Final Report Summary - LEXART (WORDS FOR ART : The rise of a terminology in Europe (1600-1750))

The challenge of the project LexArt-Words for art: the rise of a terminology in Europe North of the Alps (1600-1750) was to study artistic terminology as it appeared in theoretical writings, published in France, England, the Netherlands and Germany, then developed and changed in relation to artistic practices. From the perspective of the analysis of the mutations of the artistic vocabulary, our research field extends in various directions: relationships between the terms and the contexts of the sources in which they are used, dissemination of the vocabulary throughout Europe, adaptation to an audience of artists and amateurs.
Thinking out the project in an European dimension, from a comparative perspective, is the first methodological innovation, breaking up a system that would have been linear if based on two countries, or a unilateral movement from a particular centre towards a periphery. This approach has changed our conception on circulation of terms and concepts and of intellectual networks of transfers and exchanges.

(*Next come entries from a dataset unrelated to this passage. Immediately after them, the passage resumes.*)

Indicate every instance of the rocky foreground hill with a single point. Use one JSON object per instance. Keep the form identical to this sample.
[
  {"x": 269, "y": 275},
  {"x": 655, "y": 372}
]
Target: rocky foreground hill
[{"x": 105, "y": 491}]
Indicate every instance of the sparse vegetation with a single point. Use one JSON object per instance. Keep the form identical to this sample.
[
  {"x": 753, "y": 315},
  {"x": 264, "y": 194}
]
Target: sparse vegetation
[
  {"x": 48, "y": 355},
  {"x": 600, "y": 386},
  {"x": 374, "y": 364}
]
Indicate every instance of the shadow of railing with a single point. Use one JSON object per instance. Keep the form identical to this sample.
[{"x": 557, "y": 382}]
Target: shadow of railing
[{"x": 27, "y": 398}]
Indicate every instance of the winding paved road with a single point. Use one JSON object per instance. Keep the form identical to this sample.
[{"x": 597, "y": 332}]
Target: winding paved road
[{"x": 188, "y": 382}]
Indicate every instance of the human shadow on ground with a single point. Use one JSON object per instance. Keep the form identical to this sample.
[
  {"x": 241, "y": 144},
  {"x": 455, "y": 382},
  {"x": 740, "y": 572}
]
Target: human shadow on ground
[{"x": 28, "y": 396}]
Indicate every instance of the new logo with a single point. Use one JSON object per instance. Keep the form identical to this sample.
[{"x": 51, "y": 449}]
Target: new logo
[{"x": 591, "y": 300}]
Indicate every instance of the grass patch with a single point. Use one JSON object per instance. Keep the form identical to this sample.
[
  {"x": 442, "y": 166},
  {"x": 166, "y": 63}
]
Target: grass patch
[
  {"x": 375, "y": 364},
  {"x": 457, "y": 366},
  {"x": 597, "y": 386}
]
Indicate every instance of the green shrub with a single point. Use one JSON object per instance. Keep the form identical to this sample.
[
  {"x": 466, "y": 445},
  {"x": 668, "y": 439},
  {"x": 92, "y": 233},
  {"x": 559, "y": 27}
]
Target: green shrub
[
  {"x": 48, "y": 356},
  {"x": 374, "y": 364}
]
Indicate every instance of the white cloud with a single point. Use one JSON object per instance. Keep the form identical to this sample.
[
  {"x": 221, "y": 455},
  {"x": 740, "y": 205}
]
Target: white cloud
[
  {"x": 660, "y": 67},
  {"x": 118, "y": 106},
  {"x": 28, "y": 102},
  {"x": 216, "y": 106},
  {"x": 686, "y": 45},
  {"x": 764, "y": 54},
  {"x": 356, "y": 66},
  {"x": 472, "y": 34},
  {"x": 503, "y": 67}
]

Approaching the texts, through the word, starting from a large panel of terms in use, rather than from concepts is the second innovative methodology. This is all the more important as the vocabulary is not yet precisely defined, and many terms describe similar concepts, or on the contrary the same terms are used to define opposite concepts. It was therefore important to take into account the diversity of the vocabulary in use.

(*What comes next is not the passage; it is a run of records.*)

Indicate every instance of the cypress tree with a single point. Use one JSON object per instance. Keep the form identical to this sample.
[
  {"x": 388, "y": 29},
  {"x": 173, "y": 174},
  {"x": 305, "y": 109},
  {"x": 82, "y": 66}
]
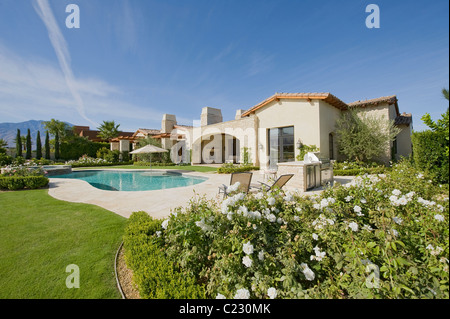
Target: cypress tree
[
  {"x": 57, "y": 145},
  {"x": 38, "y": 146},
  {"x": 28, "y": 152},
  {"x": 47, "y": 146},
  {"x": 18, "y": 144}
]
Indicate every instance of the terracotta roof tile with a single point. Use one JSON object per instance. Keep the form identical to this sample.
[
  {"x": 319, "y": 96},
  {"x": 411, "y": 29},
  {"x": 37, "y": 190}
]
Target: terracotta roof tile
[
  {"x": 328, "y": 97},
  {"x": 373, "y": 102},
  {"x": 403, "y": 119}
]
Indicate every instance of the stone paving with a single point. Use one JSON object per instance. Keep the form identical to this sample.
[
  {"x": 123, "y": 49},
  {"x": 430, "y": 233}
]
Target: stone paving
[{"x": 157, "y": 203}]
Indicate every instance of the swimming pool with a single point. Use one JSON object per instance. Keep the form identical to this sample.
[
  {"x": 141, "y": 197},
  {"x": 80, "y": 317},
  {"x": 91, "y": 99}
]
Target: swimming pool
[{"x": 131, "y": 181}]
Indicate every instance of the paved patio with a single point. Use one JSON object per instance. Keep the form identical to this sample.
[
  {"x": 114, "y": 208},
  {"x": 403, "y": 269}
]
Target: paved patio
[{"x": 157, "y": 203}]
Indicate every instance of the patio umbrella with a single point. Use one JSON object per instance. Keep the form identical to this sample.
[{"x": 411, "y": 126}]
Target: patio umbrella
[{"x": 149, "y": 149}]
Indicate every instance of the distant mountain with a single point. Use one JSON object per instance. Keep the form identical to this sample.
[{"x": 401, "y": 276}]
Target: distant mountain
[{"x": 8, "y": 131}]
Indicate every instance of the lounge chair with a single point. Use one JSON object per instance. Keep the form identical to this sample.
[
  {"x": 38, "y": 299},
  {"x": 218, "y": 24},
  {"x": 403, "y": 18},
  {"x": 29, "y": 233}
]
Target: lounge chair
[
  {"x": 244, "y": 180},
  {"x": 280, "y": 182}
]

The third innovative feature concerns the research tools produced as part of the project.. Concieved as a coherent whole, their objectives are clearly differentiated:
1. The volume Terminologie artistique: formes, usages et enjeux dans l'Europe moderne gives an overall conceptual framework in three directions. It is important to first question the book as a lexical laboratory, a space in which theorists create a language both technical and aesthetic, accessible and useful to painters and amateurs. The vocabulary, its development, its variability and the importance of lexical networks for understanding its subtlety is the second focus. The circulation of notions is the third focus, emphasizing their polysemy that adapts to the various linguistic and intellectual contexts.
2. The dictionary LexArt. Les mots de la peinture (France, Allemagne, pays-Bas, Angleterre, 1600-1750) summarizes the different notions, and bring together diverse concepts studied as separate entities, but which form together a coherent whole, highlighting the equivalence of terms that do not have the same meaning, or, on the contrary the links or breaks of meaning. The stakes of uses are thus placed in different contexts in time and space, in a confrontation of ways of thinking, painting and looking.
3. The database ( is an innovative research tool both documentary and conceptual, and gathers more than 15.000 citations gathered from nearly 5.000 terms, in more than a hundred books presented with critical apparatus, bibliography, references to authors, painters and works of art (500 images).
The combination of these three complementary tools makes it possible to renew considerably our vision of the theory of art, and open new fields of research in art history and, in a broader way, in other disciplines. In fact, behind all LexArt publications is a new reading of the paintings based on sources that trace the artist's creative work and reveal the spectator's gaze. Behind the words, the eye appears, testifying to the mental, intellectual and visual universe that allows for a better understanding of the work of art. More broadly, the LexArt project shows the importance of the contemporary discourse to better read paintings, appreciate them through the eye of a 17th or 18th century spectator, and thus constitute a critical synchronous apparatus with the artistic production itself.